Hugh Cutting and George Ireland
Queen’s Hall
Hugh Cutting countertenor, George Ireland piano
This compelling recital features two young performers making their EIF debut in a programme of works from the 17th to the 21st centuries, thought-provoking and musically inspiring, which holds the full Queens Hall rapt throughout. Based on the writings of Michael A Singer, the first half explores lives which are “tethered”, held back from fulfilment. Ottone’s aria from Monteverdi’s ‘Poppea’ throws us straight into obsessive love. Hugh Cutting, singing without a score, communicates frustration through naturalistic gestures – pointing at Poppea’s balcony, looking for the guards “off-stage” - and his clear and nuanced voice.

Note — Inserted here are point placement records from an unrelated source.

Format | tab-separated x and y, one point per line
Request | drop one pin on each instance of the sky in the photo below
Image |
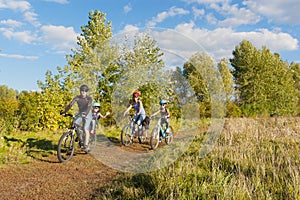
36	35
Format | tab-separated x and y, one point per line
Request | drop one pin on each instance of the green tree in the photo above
263	81
29	114
232	110
200	70
295	69
8	107
144	70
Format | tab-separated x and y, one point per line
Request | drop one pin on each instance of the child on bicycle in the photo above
84	115
137	104
96	115
165	114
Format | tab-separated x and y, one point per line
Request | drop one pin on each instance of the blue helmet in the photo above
96	104
161	102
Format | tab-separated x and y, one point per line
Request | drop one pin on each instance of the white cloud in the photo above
279	11
59	1
221	41
32	18
59	37
15	5
18	56
173	11
127	8
198	13
11	23
23	36
186	39
234	16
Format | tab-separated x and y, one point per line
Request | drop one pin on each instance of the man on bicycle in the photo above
137	104
84	115
165	114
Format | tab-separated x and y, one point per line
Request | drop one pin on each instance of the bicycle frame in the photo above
134	131
67	142
159	133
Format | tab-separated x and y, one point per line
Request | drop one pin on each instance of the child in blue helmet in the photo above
165	114
96	115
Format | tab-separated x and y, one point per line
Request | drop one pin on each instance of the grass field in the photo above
252	159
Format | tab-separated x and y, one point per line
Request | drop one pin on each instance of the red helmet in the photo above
136	94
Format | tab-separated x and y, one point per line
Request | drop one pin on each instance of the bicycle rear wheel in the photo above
169	135
154	139
66	147
143	134
126	137
92	142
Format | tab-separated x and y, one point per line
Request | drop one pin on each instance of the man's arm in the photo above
71	104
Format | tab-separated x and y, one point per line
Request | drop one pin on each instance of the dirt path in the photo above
79	178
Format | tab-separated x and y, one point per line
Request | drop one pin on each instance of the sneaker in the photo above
81	144
86	149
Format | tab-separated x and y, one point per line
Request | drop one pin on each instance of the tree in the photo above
295	69
9	107
263	81
200	70
231	108
29	114
143	70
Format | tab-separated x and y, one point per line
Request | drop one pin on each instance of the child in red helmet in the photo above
137	104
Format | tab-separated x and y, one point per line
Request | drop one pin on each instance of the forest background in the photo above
256	82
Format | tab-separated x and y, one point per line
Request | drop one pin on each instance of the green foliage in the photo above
9	107
295	69
203	76
264	82
254	159
29	114
22	147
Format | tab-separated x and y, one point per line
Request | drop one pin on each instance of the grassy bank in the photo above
253	159
21	147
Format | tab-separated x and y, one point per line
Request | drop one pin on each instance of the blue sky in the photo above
35	35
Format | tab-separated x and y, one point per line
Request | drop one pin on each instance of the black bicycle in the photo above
161	132
131	130
67	142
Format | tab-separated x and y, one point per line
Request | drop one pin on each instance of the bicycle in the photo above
131	130
160	132
67	142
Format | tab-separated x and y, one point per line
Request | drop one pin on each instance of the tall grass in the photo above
21	147
253	159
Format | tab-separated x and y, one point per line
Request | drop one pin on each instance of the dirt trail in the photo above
79	178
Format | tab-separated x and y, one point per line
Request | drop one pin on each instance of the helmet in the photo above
136	94
96	104
84	88
161	102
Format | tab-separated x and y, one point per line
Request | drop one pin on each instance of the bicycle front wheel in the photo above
126	137
169	135
154	139
66	147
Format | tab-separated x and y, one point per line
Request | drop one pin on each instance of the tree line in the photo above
255	82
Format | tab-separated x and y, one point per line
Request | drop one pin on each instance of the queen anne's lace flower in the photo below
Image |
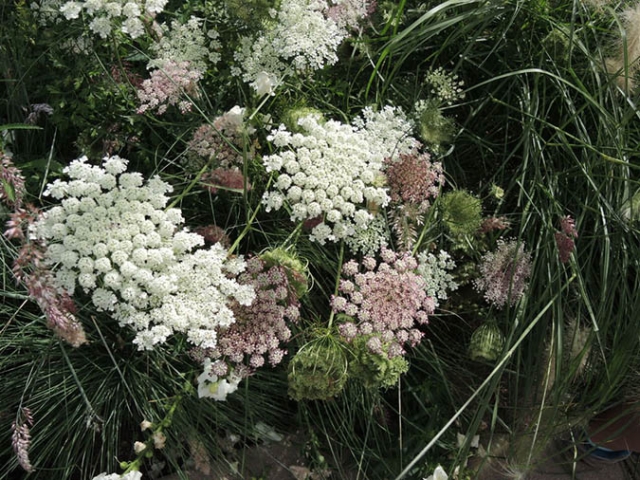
299	39
388	302
389	131
565	238
108	15
168	86
210	385
186	42
112	237
332	171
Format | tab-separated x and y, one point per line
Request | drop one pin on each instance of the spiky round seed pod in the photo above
297	272
486	342
319	370
461	212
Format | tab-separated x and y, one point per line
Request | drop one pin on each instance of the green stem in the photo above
247	227
335	290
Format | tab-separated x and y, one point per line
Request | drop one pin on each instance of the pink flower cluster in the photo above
565	238
21	439
261	327
167	87
221	141
386	302
225	178
504	273
412	178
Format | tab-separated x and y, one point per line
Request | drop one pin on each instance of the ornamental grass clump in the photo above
504	273
112	239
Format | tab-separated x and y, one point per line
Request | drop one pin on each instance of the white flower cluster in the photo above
211	386
434	270
112	237
388	130
445	86
107	15
47	12
186	42
329	172
299	39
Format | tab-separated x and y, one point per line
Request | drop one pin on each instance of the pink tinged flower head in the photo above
30	270
413	179
504	273
214	234
389	300
262	327
169	86
225	178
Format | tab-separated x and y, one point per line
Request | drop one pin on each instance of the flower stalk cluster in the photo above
21	439
504	273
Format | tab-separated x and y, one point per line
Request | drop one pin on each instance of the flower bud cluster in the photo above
388	131
435	271
112	237
21	439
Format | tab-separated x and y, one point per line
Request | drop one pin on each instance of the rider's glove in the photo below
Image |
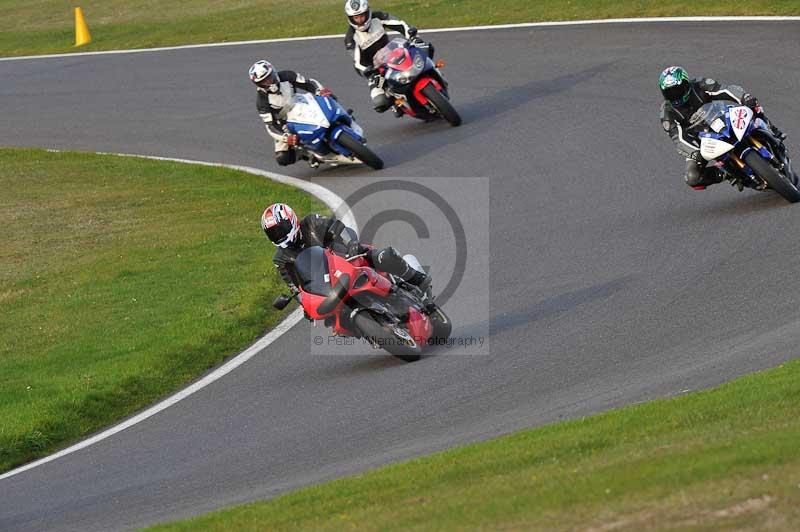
292	140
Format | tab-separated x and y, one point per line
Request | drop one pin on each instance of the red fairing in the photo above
338	266
421	84
419	326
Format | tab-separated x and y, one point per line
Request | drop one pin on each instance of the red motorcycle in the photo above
415	82
354	299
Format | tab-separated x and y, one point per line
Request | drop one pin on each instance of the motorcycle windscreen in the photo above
311	266
304	109
332	110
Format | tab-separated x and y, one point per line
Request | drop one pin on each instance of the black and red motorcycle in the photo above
414	81
354	299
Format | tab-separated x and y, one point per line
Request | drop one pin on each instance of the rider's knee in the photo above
285	158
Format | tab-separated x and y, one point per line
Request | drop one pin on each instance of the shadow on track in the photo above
473	112
547	308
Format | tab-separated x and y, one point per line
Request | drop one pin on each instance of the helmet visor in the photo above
279	232
269	82
361	19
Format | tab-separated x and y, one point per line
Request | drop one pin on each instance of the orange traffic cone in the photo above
82	35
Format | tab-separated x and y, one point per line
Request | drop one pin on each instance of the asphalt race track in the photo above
611	281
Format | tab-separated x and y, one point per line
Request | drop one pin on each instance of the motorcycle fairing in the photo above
310	118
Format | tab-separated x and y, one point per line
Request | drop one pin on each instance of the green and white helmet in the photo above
675	85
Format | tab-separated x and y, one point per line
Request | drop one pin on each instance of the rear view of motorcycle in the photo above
739	143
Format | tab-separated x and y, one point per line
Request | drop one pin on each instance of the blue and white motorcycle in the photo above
740	144
326	132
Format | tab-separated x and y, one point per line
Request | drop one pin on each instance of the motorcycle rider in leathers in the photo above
682	98
366	36
291	236
275	90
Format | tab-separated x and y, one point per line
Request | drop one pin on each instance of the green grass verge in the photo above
47	26
121	279
726	458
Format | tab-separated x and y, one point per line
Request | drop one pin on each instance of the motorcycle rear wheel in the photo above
442	326
773	177
372	329
361	151
442	104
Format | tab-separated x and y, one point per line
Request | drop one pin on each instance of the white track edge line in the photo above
323	194
642	20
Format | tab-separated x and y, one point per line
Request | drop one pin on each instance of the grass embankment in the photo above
120	280
727	458
47	26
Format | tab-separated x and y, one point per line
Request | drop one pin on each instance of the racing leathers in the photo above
676	119
318	230
365	44
270	104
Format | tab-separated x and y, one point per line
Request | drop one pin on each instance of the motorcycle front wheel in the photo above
387	337
773	177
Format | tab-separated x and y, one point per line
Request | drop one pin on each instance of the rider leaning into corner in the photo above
291	236
683	96
366	35
275	90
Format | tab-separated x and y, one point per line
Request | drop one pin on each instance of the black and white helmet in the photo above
263	74
353	8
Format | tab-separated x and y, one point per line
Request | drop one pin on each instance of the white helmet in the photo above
263	74
358	7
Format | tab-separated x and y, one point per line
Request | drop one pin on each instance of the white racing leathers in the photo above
365	44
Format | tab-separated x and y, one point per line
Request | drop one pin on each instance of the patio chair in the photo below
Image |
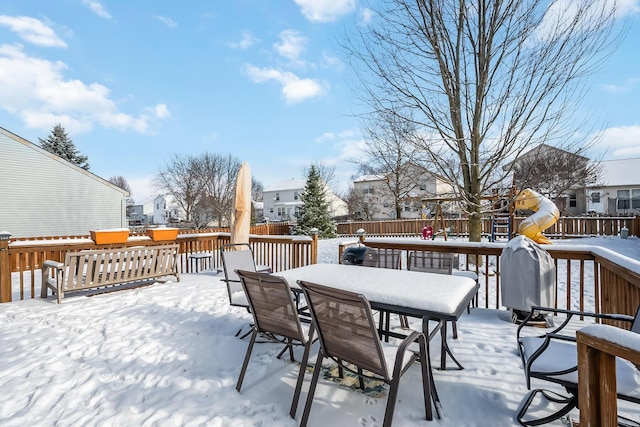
553	357
237	256
275	318
347	334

Handel’s ‘Alexander’ is over-confident in his belief in his deity, but relishes the approach of battle – squaring his shoulders and hitching up his trousers - and describes it in breath-taking coloratura, Ireland making a good fist of imitating a baroque orchestra behind.
Surtitles work well, cleverly matching the words sung, and providing up to four lines of text. Cutting’s story-telling technique in his two Lieder is exemplary, bringing warmth and genuine delight to Schubert’s ‘Ganymed’, and following this with more challenging emotions in Wolf’s ‘Herr, was trägt?’ The first half ends with an excerpt from George Benjamin’s 2012 opera ‘Written on Skin’. ‘This - says the Angel’ is a chilling depiction of a woman’s suicide by falling from a building. Here the lower range of Cutting’s voice brings force to the aria’s end.
After the interval, ‘untethering’, the exploration of freedom which can surmount hindrances, finds focus initially in pastoral songs. Vaughan William’s setting of ‘Linden Lea’ has the hero, with carefree swagger, proclaim “I be free to go abroad or take again my homeward road.’ Hahn’s 1916 ‘A Chloris’ with its timeless Bach-like introduction, is a calm and very beautifully sung acceptance of true love. These songs are mostly reflective, and sometimes tentative, with fewer of the broader physical expressions by the singer, except in Howell’s ‘Come Sing and Dance’, an unashamed proclamation of faith as seen in the birth of Christ.
George Ireland is an accomplished collaborator throughout, unfazed by the many contrasting styles and providing links which enable the works to run without a break. He has four piano solos, some, like the Debussy ‘Des pas sur la neige’ providing a cool respite from the surrounding angst, though his final number Percy Grainger’s ‘Irish Tune’ is a surprisingly impassioned take on ‘Danny Boy’.
Geoffrey Studdert Kennedy, a WWI chaplain, raised soldiers’ morale by distributing cigarettes, hence his nickname ‘Woodbine Willie’. His 1919 poems ‘Rough Rhymes’ provide the texts for Piers Connor Kennedy’s 2017 song-cycle, from which Hugh Cutting sings three excerpts, infused with a humane Christianity. War’s cruel separation of loved ones and the fragility of post-war expectations, described in plainly-worded rhymes are underpinned by dissonant chords and Glass-like repetitions. Cutting delivers the final promise of Paradise almost in a whisper.
Massive applause! Then a brief and resounding encore in English “about freedom”.
Hugh Cutting is the soloist in Bernstein’s ‘Chichester Psalms’ in the Usher Hall on 21st August.